Any chance that's Bob Jones in the 3rd page picture? Your boat's first owner if it is....but then you already knew that if that's him.
I entered this fight very briefly on behalf of NJTU when I was a volunteer in council leadership and it's great to see all the groups now working together. I recall TU also getting into the fray with our own plans for releases. These days I leave that fight to the PA, NY and NJ state councils who seem to be working well with FUDR and others. But I do get to work with FUDR and others on overall water quality issues throughout the greater Delaware River basin, something many may not know (the greater efforts to improve water quality, not TU's involvement). William Penn Foundation is spending $10 million annually and encouraging other foundations and federal and state agencies to add to that amount to improve the overall water quality in the river. They helped form 8 watershed "clusters" that work together to protect and restore large swaths of lands within the watershed that includes parts of NY, PA, NJ and DE. That means more flows, protections of critical lands, restoration of degraded channels, planting of riparian buffers, fencing cattle out of streams, removing obsolete dams, stormwater management, septic ordinances, and other facets of improving water quality.

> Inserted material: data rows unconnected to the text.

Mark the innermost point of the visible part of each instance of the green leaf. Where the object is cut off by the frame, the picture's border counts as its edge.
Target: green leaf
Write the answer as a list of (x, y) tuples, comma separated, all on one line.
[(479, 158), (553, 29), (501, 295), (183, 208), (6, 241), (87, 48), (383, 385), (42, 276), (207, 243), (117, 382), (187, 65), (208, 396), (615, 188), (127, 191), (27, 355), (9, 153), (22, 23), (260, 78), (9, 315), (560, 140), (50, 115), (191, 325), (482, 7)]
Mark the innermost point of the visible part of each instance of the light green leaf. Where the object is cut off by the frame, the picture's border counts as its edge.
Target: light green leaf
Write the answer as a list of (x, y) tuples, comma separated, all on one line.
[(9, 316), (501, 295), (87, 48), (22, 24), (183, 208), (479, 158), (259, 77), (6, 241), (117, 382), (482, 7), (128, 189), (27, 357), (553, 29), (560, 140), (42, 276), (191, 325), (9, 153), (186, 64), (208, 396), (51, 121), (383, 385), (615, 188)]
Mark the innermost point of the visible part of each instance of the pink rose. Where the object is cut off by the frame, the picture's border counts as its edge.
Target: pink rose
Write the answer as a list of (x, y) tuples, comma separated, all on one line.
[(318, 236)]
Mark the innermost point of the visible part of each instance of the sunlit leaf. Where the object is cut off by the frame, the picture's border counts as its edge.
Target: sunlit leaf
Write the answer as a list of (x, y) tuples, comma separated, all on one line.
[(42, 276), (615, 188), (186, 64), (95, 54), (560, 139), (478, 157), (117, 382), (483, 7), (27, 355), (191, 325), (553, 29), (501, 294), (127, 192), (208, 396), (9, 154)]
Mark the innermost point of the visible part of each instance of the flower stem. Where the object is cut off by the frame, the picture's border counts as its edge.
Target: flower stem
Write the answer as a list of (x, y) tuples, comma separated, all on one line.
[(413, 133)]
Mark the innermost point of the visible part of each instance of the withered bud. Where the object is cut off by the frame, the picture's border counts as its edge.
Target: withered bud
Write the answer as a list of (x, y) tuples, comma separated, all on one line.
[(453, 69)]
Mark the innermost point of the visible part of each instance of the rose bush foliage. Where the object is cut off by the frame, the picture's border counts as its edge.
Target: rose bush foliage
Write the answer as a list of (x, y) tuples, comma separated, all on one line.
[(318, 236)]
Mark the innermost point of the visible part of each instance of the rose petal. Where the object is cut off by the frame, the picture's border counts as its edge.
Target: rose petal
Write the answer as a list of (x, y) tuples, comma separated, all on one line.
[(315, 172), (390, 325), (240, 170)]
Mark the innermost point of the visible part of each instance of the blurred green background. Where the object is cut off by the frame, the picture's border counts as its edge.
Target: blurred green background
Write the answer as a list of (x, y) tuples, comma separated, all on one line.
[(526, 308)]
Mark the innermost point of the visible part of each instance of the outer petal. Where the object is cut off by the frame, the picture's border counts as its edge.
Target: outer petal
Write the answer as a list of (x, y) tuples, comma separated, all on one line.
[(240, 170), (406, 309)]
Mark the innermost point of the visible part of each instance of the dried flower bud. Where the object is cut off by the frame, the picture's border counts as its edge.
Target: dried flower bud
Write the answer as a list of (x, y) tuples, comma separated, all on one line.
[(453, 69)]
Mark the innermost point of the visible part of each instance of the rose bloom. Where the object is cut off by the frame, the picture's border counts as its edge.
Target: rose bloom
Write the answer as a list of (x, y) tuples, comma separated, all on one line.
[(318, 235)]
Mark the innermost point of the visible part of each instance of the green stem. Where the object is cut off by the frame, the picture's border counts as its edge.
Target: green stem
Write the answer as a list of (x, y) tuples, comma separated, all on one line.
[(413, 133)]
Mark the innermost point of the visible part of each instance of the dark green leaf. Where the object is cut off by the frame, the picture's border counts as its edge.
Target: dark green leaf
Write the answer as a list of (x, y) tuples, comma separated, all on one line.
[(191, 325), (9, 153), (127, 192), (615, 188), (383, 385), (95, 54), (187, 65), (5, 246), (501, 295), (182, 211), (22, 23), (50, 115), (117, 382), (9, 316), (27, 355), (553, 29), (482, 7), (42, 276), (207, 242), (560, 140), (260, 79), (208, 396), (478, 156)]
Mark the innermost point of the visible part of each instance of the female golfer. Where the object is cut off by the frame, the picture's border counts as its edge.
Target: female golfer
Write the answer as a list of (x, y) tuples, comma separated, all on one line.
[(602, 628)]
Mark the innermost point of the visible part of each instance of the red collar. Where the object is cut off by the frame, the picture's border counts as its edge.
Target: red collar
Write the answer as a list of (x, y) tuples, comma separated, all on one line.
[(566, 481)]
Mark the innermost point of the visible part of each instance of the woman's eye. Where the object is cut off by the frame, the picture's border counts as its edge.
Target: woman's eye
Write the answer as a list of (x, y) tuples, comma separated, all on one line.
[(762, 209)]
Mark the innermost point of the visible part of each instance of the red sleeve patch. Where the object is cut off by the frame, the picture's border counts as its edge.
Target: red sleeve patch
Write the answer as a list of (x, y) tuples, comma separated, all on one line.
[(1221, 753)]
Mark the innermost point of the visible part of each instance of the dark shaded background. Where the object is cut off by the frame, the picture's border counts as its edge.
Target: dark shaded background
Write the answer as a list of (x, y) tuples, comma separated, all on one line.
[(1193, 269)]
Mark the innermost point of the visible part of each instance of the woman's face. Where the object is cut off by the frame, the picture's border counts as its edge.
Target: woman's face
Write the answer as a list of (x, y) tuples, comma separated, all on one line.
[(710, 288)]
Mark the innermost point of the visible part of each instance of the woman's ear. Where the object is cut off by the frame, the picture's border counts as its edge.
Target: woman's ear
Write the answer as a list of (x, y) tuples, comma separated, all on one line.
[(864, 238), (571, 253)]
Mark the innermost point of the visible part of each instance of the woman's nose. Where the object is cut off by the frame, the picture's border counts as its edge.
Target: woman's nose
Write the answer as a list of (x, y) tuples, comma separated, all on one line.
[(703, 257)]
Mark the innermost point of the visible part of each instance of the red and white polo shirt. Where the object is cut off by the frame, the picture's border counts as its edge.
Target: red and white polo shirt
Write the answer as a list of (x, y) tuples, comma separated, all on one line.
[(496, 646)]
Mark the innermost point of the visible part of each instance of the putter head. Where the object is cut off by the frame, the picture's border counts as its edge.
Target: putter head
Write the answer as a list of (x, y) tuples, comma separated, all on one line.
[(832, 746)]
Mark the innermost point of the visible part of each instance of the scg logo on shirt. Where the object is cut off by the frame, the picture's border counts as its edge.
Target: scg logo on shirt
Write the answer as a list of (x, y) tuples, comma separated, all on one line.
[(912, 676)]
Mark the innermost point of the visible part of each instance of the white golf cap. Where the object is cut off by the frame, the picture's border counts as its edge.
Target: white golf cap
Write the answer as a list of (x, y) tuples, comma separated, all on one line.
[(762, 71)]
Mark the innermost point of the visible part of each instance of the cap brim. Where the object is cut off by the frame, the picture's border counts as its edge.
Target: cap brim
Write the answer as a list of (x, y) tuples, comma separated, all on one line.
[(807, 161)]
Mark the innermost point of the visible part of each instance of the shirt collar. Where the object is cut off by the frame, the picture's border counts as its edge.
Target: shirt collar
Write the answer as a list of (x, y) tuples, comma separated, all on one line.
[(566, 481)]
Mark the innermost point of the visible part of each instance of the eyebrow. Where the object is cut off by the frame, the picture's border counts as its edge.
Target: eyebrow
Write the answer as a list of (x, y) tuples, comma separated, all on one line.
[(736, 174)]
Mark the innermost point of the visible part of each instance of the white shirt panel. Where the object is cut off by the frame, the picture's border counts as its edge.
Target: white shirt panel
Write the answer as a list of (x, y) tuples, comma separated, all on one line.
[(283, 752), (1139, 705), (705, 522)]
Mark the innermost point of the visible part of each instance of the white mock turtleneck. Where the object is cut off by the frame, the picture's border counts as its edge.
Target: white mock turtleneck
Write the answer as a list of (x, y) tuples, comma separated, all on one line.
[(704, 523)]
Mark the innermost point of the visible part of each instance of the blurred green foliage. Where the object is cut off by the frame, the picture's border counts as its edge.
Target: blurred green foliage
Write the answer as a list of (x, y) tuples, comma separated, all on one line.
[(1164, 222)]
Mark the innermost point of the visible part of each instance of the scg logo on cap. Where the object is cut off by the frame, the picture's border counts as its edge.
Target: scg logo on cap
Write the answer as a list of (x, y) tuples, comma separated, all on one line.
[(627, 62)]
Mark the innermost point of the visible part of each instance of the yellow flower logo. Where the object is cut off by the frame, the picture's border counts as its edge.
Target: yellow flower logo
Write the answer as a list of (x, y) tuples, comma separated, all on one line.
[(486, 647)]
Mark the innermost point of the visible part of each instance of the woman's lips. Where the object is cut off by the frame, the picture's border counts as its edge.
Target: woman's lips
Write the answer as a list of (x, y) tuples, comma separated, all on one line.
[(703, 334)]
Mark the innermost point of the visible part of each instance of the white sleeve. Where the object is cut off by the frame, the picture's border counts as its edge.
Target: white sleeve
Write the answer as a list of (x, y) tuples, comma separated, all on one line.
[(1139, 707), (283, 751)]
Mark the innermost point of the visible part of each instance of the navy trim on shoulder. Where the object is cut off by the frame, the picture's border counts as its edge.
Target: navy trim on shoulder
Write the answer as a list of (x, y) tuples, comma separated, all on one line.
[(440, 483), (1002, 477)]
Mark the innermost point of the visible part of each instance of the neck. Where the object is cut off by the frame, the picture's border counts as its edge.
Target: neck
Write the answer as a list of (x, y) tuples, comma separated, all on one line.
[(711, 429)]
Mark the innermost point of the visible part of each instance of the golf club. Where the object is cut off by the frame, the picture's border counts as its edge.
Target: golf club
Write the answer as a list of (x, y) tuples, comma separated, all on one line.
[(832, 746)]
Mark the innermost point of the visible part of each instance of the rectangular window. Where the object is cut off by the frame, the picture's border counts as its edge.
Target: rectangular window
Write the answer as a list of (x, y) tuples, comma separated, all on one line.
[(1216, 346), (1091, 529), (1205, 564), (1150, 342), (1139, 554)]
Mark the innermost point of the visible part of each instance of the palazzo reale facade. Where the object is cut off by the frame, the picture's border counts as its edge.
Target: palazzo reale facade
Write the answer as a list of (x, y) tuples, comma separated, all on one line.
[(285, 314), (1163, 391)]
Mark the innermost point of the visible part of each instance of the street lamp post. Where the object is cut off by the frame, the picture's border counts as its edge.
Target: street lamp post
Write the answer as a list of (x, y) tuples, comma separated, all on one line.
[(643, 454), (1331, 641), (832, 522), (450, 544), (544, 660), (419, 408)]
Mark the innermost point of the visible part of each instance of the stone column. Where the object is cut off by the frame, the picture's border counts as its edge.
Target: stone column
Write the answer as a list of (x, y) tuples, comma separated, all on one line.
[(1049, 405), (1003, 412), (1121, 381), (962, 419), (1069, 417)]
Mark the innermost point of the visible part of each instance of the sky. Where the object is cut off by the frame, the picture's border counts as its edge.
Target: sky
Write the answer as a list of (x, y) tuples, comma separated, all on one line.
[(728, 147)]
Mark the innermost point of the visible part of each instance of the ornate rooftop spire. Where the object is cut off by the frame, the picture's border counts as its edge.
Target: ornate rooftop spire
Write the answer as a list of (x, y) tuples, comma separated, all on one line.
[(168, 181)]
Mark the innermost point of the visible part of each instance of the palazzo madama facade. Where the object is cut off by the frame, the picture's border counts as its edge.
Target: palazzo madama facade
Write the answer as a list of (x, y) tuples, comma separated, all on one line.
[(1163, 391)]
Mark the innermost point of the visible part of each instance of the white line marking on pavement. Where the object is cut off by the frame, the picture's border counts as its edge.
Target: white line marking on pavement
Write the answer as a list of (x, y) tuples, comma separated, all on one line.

These are exciting times for the Delaware River, especially if we can gain the needed traction to pass the Delaware River Basin Conservation Act that has strong local support from Congress but needs broader support beyond this 4 state watershed. Of course, NY City will always be the perennial 900 lb. gorilla when it comes to flows, but I think that as Croton comes online and pressure via science mounts against their water hoarding, flows will improve in time. It will never be an easy fight and we will never get everything we want, but there is no reason to hoard water in the way that the city has.